Medya patronlarının iktidar (hükümet değil) ve iktidar organları üzerinde ağırlıklı bir yerinin olması elbette bu durumun ortaya çıkışında belirleyici bir faktör oldu. Holding medyasının kopardığı yaygara korosunda güç odaklarının tümü yerini aldı. Bu arada medya "hükümet iki güce savaş açtı: Ordu ve medya" gibi düzeysiz kışkırtma ve yaltaklanmalara başvurma yanında, bol bol Menderes, 27 Mayıs hatırlatmaları ile sopa göstermekten de geri kalmadı.
Bununla birlikte RP'nin tasarısının güdük kalmasını, sadece holding medyasının "doğal nedenlerle yürüttüğü kampanyaya bağlamak doğru olmaz. Gerek zamanlama, gerekse de içerik açısından bu tasarının tutarsızlığının da altı çizilmeli. Ülkede Susurluk olayı gibi, devletin tam anlamıyla faka bastığı bir ortam yaşanıyor. Hükümet(in büyük ortağı RP) ise bu konunun üstüne gidip devletin kirli işleyişini açığa çıkartmaya çalışmak yerine, üç maymunları oynuyor; duymuyor, görmüyor, konuşmuyor. Üstüne üstlük böylesine hassas bir konjonktürde sözde bu konuyu eşeliyor görüntüsüyle kamuoyunda puan toplayan medyayı hedef alan bir hamleye girişiyor. Adeta düzenin tetikçiliği rolüne soyunulmuş. Tam bir zamanlama felaketi! RP'nin tasarısının zamanlama açısından ne kadar ciddi ve bağışlanamaz bir hata olduğu ortada. Ama tasarının olumsuzluğu zamanlama sorunundan ibaret de değil.
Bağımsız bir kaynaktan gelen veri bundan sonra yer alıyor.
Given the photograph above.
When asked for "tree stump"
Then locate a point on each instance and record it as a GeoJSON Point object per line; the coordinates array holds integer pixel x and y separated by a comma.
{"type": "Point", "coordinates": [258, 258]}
RP'nin holding medyasını kendisine sıkı bir düşman olarak algılamasının gayet haklı gerekçeleri mevcut. Bu yüzden gün be gün daha bir azgınlaşan ve saldırganlaşan medyayı dizginlemeye çalışması mantıklı, Ama bunu yaparken tasarıya, "devleti hedef almak", "halkı kin ve isyana sevk etmek" gibi muğlak ifadeler yerleştirmek tam bir düşüncesizlik örneği. Uzun vadede muhalif sesleri bastırmak için egemenlerin eline, mevcutlara ek olarak, artı silahlar vermek anlamına gelecek, üstelik hukuk mantığı açısından da bir hayli çarpık bir takım düzenlemelere başvurmak son derece tehlikeli ve yanlış bir tutumdur.
RP, pek çok kez yaptığı gibi, bu meselede de gündelik ve dar hesaplara yaslanırken, ipin ucunu kaçırmakta ve düzeni tahkim edecek, zorbalığı pekiştirecek uygulamalara zemin hazırlamaktadır. RP cephesinden bakıldığında, düzenin zulmünden, baskısından, işkencesinden bunalan toplumun ihtiyacının yeni zincirler olmadığı herhalde pek görülemiyor!
"Bir Kısım ve Bütün Medya"
Hazırladığı tasarı yüzünden sansürcü, baskıcı, totaliter olmakla suçlanan RP'ye gösterilen tepkilerin RP'li yetkililerin deyimiyle sadece "bir kısım medya" ile sınırlı kalmaması, İslami çevrelerin de tasarının tutarsızlıklarını eleştirmesi bu gerçeğin bir ifadesi olsa gerek. Burada biraz uzunca bir parantez açıp "bir kısım medya" tabirinin içerdiği yanlış anlamaya dikkat çekmekte yarar var, Çoğu zaman bir küçümseme, zaman zaman da farklı kanatta yer alan basın yayın organlarını istisna tutmak için kullanılan bu tabir mevcut durumu tam olarak yansıtmıyor. Muhalif kimlikli, hakim çizginin dışında kalan basın yayın organlarının da varlığını vurgulamak için istisna kaygısıyla "bir kısım" sıfatını kullanmak pek anlamlı değil. Bir kere bu "bir kısım medya" tabirinin dışında kalan çizgi gerçekten çok küçük çaplı ve etkinlik açısından oldukça zayıf. Kaldı ki "medya" kavramının sistem ve iktidar ilişkileri bağlamında sahip olduğu rol açısından, bu çizgi rahatlıkla gözardı edilebilir ayrı bir kategori oluşturuyor.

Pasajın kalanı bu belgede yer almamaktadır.